What sealed the repudiation was political, not monetary. There was no successor Confederate authority to honor the paper, and the United States had no intention of validating the debts of a rebellion it had just defeated at the cost of more than 600,000 lives. The Fourteenth Amendment, ratified in 1868, made the refusal permanent: Section 4 declared all debts incurred “in aid of insurrection or rebellion” to be “illegal and void.” The greyback became, by constitutional command, a souvenir.
The Continental dollar paid for American independence and was bankrupted by it.

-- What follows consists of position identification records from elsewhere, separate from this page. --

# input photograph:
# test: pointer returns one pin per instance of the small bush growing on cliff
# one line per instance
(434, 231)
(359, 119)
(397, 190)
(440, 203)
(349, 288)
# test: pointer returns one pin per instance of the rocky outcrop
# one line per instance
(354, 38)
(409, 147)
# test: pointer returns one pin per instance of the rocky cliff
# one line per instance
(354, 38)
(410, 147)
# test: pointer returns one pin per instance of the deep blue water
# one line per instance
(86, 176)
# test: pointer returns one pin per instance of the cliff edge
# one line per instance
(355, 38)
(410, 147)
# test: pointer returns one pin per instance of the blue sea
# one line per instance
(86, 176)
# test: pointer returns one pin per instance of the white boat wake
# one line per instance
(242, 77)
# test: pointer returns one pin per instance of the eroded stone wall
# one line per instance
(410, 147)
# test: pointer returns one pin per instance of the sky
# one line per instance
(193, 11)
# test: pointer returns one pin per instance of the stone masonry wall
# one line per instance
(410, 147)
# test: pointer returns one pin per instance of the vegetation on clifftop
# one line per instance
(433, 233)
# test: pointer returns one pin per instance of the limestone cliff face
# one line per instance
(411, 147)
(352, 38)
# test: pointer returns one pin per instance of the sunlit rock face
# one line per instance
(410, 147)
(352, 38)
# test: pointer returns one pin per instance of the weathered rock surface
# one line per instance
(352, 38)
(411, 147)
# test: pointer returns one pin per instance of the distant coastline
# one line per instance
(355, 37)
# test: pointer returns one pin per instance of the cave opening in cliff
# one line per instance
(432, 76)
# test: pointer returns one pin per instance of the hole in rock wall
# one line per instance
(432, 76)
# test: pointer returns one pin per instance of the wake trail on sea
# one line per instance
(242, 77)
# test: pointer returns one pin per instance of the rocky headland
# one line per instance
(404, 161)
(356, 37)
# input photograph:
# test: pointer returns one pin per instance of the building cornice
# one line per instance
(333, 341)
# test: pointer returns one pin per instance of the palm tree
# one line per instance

Issued by the Continental Congress from 1775 to fund the Revolutionary War, the paper “Continental” had a fatal design flaw written into the body that created it: Congress had no power to tax, and therefore no credible way ever to redeem the notes it printed. It printed them anyway, nearly $200 million of them by late 1779, and the market did the arithmetic. By 1780 a Continental was worth about a fortieth of its face in silver; by 1781 it had stopped circulating as money altogether. The phrase “not worth a Continental” entered the language and stayed there. When the new federal government finally cleaned up the wreckage in the 1790s, it redeemed the surviving notes at roughly one percent of face — a penny on the dollar — and most holders, having long since written the paper off, never bothered to turn it in. The verdict is repudiation, softened only by that token settlement.
The cause is the cleanest in this archive precisely because the mechanism was so bare. The thirteen colonies had rebelled in part over taxation, and the Congress that emerged had no authority to lay taxes of its own and only feeble means to extract requisitions from the states. It could not borrow much abroad early in the war and had no gold reserves. So it financed the fighting the only way open to it: by emitting bills of credit, paper dollars promising future redemption that Congress had no power to guarantee. Each emission diluted the last, and as confidence eroded the dilution turned into collapse.
The numbers tell the story without embellishment. From a manageable early float, Continental emissions ran to about $199,990,000 by the final issue of November 1779 — Congress thought it had hit a self-imposed $200 million ceiling, a touch off due to an accounting error. Against that flood, the notes had fallen to between a fifth and a seventh of face by late 1778 and to roughly a fortieth by 1780. In March 1780 Congress formally acknowledged the rout, offering to swap old Continentals for new state-guaranteed notes at forty to one. The currency that had bought a war could no longer reliably buy a meal.
What “resolved” it was less a stabilization than a winding-up. Congress stopped emitting after November 1779. Robert Morris and, after 1789, Alexander Hamilton rebuilt American credit on a different basis — taxation, assumption of state debts, a national bank, and hard coin. Under the new Constitution the old Continentals could be exchanged for interest-bearing federal bonds at one percent of face value. Only about three percent of the notes were ever turned in; the rest had been spent, lost, or discarded as the worthless paper they had become. The episode taught the framers a lesson they wrote into the new republic’s foundations: a government that wants sound money needs the power to tax.